Let $X=\mathbb{R^2}-\{0\}$ and $Y=S^1 \cup\{[0,1]\times\{0\}\}$. Prove or Disprove that $X$ is homeomorphic to $Y$.

My thoughts:

Since X is the punctured plane, in terms of retraction, I believe that $S^1$ is a deformation retact of $X$, Similarly, the space $Y$ is the unit circle with an extra "strip" along the $x- axis$ same as the radius. And so $S^1$ is a deformation retract of $Y$ as well.

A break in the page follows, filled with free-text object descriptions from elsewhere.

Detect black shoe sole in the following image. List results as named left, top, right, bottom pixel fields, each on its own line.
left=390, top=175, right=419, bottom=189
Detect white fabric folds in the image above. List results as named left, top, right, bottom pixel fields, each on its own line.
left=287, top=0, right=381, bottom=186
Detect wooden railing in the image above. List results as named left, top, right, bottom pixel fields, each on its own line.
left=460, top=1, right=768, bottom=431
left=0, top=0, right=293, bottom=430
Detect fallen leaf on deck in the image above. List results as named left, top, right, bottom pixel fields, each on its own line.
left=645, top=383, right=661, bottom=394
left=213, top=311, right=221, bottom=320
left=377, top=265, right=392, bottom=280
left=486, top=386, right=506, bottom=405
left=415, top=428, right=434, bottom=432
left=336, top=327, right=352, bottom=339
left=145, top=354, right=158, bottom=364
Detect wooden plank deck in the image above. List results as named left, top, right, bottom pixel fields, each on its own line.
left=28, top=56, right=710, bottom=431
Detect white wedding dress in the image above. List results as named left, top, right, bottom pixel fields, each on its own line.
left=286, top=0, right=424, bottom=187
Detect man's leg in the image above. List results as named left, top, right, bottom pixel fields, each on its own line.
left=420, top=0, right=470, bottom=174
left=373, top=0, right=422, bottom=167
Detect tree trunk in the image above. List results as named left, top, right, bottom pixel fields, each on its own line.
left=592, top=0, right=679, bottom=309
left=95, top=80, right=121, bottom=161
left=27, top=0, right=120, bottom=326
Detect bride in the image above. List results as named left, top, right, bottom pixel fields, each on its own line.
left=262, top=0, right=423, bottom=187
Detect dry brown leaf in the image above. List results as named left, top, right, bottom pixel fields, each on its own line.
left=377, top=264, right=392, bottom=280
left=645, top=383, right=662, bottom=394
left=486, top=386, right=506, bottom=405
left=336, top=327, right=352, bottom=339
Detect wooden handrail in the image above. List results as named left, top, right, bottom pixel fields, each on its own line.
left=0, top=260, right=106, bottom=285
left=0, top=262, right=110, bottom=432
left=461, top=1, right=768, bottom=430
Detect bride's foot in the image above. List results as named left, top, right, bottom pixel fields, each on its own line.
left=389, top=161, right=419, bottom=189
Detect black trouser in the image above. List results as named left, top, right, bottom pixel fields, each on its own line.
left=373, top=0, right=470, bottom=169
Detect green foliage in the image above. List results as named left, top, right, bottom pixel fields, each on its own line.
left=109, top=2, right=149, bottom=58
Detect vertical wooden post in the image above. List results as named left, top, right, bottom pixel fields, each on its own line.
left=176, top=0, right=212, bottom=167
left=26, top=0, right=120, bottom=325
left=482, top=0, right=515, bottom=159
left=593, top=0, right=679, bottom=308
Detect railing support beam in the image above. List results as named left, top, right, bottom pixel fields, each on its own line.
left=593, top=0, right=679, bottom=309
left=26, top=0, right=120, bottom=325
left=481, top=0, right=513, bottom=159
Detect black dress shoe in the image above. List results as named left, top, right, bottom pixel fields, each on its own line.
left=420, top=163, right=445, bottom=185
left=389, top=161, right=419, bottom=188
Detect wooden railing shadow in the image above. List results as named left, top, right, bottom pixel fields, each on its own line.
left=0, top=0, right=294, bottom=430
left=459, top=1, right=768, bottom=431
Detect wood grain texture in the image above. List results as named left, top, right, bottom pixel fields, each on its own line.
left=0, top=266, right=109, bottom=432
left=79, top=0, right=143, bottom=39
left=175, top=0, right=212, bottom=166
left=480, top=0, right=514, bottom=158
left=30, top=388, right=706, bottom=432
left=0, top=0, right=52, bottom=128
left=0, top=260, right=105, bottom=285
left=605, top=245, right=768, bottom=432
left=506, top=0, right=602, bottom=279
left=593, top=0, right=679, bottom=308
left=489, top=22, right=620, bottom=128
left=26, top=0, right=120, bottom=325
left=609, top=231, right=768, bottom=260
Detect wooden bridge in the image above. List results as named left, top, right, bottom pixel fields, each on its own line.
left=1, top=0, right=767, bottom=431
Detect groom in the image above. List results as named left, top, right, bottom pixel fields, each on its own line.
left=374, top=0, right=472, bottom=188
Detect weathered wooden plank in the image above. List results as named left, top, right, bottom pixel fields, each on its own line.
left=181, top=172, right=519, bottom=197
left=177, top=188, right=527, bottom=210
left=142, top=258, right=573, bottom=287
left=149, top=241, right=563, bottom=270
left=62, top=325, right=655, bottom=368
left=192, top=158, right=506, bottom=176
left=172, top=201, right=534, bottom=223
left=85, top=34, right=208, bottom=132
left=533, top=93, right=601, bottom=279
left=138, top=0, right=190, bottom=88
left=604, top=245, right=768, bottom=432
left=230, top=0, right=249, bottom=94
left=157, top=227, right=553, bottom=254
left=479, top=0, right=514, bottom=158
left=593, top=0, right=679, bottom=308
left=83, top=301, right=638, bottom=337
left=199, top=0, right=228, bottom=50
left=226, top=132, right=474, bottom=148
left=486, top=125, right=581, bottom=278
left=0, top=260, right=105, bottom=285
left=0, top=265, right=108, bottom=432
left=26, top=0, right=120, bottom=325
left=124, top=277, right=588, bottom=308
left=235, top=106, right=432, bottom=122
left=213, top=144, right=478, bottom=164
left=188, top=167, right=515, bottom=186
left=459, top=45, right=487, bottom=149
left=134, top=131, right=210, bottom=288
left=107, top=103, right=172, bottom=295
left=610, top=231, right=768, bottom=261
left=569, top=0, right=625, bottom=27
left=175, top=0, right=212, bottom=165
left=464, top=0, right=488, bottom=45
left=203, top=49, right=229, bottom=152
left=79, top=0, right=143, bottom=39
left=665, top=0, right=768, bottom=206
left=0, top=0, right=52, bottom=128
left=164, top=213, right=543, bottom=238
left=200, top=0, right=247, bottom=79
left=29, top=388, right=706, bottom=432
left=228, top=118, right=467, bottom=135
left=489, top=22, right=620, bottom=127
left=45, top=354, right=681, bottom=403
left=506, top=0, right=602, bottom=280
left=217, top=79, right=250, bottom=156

As a result, the fundamental groups of both $X$ and $Y$ are isomorphic to the fundamental group of the unit circle $\pi_1(X,x_0) \approx \mathbb{Z} \approx \pi_1(Y,y_0)$ . Does this isomorphism guarantee a homeomorphism between the spaces $X$ and $Y$? if not, Is there a way to appraoch it without involving fundamental groups?

Answer 1

You can disconnect $Y$ by removing two points but if you remove two points to $X$ it is always connected.

Answer 2

$Y$ is compact, but $X$ isn't.

But $X$ and $Y$ are homotopy equivalent. Both have $S^1$ as a deformation retract.

Answer 3

$HINT:$ Deleting the point $(1,0)$ from $Y$ results it disconnected. Can you find such point in $X$?